Cá Bhfuil Puifín Beag? by Erika McGann and Gerry Daly

Percy Péacóg is written by Gemma Breathnach, illustrated by Tarsila Krüse and published by Futa Fata. Poor Percy is a handsome and colourful peacock who hates being the centre of attention. He is mortified whenever his magnificent tail fans out at school and everyone stares at him.

Percy tries to conceal his tail until it comes in handy in an emergency, and he finally accepts himself and the admiration he elicits. The colourful images are fabulous and all of the characters are extrememly endearing. This is a lovely, lively story that will resonate with children, especially if they are shy like Percy.

Percy Péacóg by Gemma Breathnach and Tarsila Krüse

Cá Bhfuil Puifín Beag? is written by Erika McGann, based on a story by Seán Daly, illustrated by Gerry Daly, translated by Muireann Ní Chíobháin and published by O'Brien Press. This book is about a cute and fuzzy baby puffin who lives on Skelling Michael.

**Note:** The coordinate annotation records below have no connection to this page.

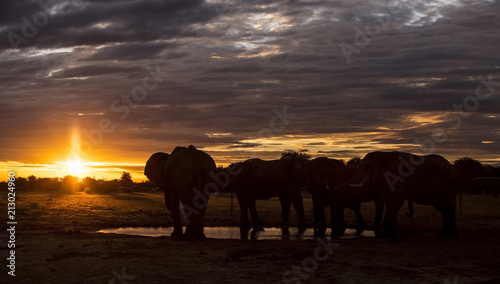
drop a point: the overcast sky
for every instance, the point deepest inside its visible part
(240, 79)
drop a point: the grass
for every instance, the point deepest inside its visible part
(91, 212)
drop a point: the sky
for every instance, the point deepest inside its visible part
(93, 88)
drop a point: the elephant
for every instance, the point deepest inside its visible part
(390, 178)
(322, 175)
(182, 176)
(261, 180)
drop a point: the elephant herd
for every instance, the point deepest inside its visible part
(387, 178)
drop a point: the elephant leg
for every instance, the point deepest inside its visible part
(258, 224)
(449, 224)
(176, 215)
(298, 205)
(392, 207)
(285, 215)
(338, 222)
(319, 218)
(379, 210)
(356, 207)
(172, 204)
(244, 222)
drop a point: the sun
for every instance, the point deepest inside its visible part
(75, 167)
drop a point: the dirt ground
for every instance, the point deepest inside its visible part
(56, 242)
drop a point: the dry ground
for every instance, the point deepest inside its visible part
(56, 243)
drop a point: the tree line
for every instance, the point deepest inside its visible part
(71, 184)
(467, 168)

One bright morning, Puifín Beag decides it's the perfect day for an adventure.

She sets off by herself, lending a hand (or a wing) to anyone she encounters along the way. When Puifín Beag finds herself in trouble later on, all the creatures the little puffin has helped repay her kindness and come to her aid. The illustrations are adorable and it's great fun spotting Puifín Beag in the background of all the images while her parents search for her. It's also lovely to meet so many different animals and see their homes too.

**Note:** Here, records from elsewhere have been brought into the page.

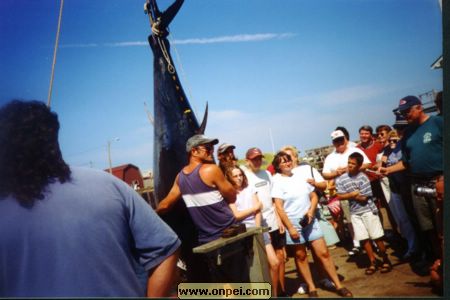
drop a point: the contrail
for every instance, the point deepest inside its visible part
(239, 38)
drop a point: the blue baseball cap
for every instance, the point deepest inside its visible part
(408, 102)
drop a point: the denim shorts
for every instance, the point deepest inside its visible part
(308, 233)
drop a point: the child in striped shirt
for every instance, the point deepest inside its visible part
(355, 187)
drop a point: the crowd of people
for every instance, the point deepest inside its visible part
(387, 170)
(398, 170)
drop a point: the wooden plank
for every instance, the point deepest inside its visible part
(221, 242)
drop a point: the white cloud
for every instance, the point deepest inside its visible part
(239, 38)
(235, 38)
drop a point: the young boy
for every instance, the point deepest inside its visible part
(355, 187)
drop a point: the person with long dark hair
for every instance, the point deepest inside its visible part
(72, 232)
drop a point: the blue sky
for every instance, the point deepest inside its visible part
(290, 69)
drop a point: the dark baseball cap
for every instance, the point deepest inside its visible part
(223, 147)
(400, 121)
(199, 139)
(253, 152)
(408, 102)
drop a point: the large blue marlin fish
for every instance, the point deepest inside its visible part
(174, 120)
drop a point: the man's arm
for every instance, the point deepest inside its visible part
(167, 203)
(400, 166)
(333, 174)
(162, 278)
(213, 176)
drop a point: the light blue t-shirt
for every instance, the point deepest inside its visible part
(82, 240)
(347, 184)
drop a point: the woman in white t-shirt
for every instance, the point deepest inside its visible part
(247, 209)
(296, 203)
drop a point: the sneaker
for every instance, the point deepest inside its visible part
(354, 251)
(302, 289)
(327, 284)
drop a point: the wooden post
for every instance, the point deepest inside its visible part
(259, 266)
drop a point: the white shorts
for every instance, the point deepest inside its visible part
(367, 226)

Cá Bhfuil Puifín Beag? by Erika McGann and Gerry Daly

In each story there is lots of repetition of words and phrases which young children love and which also helps reinforce the new vocabulary. Both of these books are perfect for those who speak Irish at home as well as families like ours who don't. Bright and cheerful with gorgeous illustrations, these are ideal for anyone hoping to encourage Irish children to develop a positive relationship with their native language. Tá siad go hálainn ar fad!